A relatora também apurou que a juíza determinava que os servidores gravassem pelo celular todas as conversas e audiências no gabinete. Os áudios que comprovaram as ameaças foram retirados dessas gravações. Mas a relatora ainda acrescentou que podem ser usadas como prova a gravação de uma conversa feita por um dos interlocutores, segundo jurisprudência do Supremo Tribunal Federal (STF).
Regina Helena concluiu que a acusada “violou os princípios de cortesia e do decoro” porque as ameaças e xingamentos eram constantes, e não apenas excessos momentâneos, o que recomendaria uma punição acima da advertência e da censura.
Mesmo assim, não decidiu pelo afastamento definitivo da juíza. Optou por uma pena que mantém a acusada em atuação nas comarcas do estado. Na sua defesa, a juíza Gisele Ribeiro afirmou: “Não são ameaças, são desabafos. Não configuram ameaças”.
A Corregedoria do Paraná destacou que, em relação à cortesia, a acusada infringiu o artigo 22 do Código de Ética da Magistratura: “O magistrado tem o dever de cortesia para com os colegas, os membros do Ministério Público, os advogados, os servidores, as partes, as testemunhas e todos quantos se relacionem com a administração da Justiça. Parágrafo único. Impõe-se ao magistrado a utilização de linguagem escorreita, polida, respeitosa e compreensível”.
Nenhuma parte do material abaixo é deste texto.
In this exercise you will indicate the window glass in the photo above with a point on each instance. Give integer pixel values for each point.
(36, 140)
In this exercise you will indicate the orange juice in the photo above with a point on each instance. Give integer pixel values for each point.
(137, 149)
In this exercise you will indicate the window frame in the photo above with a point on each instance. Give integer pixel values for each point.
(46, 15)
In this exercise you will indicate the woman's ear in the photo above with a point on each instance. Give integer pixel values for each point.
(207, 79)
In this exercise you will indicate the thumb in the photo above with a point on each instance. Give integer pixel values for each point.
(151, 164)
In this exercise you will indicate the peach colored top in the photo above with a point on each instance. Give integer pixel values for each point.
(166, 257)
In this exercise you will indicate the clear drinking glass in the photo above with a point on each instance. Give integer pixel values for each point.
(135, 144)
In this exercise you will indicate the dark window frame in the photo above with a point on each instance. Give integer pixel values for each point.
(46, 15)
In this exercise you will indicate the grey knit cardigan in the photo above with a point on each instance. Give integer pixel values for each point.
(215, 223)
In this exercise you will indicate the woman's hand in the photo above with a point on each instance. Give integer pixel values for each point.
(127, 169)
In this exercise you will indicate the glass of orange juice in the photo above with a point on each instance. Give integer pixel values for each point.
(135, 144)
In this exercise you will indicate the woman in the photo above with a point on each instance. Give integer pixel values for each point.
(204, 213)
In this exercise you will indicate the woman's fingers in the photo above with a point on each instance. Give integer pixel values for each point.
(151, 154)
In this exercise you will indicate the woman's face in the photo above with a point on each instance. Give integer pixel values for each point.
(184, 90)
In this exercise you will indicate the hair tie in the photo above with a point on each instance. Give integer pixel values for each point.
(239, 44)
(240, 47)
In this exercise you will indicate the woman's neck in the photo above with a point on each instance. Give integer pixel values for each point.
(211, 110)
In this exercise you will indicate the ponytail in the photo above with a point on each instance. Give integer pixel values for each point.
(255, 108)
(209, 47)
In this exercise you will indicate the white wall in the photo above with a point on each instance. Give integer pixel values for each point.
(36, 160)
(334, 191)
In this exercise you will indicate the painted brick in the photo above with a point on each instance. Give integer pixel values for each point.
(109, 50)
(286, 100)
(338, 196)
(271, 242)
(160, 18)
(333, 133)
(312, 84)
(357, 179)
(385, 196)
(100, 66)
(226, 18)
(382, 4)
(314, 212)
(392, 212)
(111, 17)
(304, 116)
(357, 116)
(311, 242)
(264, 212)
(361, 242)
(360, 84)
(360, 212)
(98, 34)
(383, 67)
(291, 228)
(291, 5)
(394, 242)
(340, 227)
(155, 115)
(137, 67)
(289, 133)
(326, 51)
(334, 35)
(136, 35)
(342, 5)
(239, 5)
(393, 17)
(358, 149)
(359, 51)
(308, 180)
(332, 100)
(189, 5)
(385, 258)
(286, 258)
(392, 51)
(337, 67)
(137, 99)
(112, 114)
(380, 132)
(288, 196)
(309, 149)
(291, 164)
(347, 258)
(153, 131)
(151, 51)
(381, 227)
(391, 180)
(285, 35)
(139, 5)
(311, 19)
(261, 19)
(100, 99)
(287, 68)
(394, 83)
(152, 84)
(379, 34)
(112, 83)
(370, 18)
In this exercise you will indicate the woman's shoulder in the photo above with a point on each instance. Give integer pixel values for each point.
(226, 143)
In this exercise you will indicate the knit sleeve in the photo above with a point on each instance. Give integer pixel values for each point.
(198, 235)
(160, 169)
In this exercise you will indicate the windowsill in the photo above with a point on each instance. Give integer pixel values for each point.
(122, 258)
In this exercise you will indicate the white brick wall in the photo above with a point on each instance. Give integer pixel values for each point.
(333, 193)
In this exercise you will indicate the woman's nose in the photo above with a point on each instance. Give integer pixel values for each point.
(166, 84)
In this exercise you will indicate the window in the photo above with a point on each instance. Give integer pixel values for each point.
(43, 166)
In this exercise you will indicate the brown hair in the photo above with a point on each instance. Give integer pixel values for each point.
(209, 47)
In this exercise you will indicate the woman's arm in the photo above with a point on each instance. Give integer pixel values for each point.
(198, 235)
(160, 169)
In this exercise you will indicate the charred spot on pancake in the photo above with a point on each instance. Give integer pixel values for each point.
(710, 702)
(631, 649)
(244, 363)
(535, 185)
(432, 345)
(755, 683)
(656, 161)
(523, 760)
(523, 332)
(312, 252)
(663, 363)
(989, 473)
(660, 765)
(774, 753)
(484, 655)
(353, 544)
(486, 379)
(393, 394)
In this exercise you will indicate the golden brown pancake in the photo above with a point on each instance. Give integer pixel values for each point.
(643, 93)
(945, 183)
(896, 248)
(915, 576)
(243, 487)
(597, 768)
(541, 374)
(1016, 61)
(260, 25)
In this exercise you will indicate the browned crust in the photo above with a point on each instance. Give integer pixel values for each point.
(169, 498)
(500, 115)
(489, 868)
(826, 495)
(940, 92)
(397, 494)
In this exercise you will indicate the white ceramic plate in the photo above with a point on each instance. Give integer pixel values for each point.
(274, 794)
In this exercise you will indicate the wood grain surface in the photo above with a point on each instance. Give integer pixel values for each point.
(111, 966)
Em relação à dignidade, honra e decoro, por sua vez, o art. 37 preceitua: “Ao magistrado é vedado procedimento incompatível com a dignidade, a honra e o decoro de suas funções”. A corregedoria concluiu que, dos elementos informativos em análise, “constatam-se indícios da prática de atos contrários às normas extraídas dos textos normativos acima referidos”.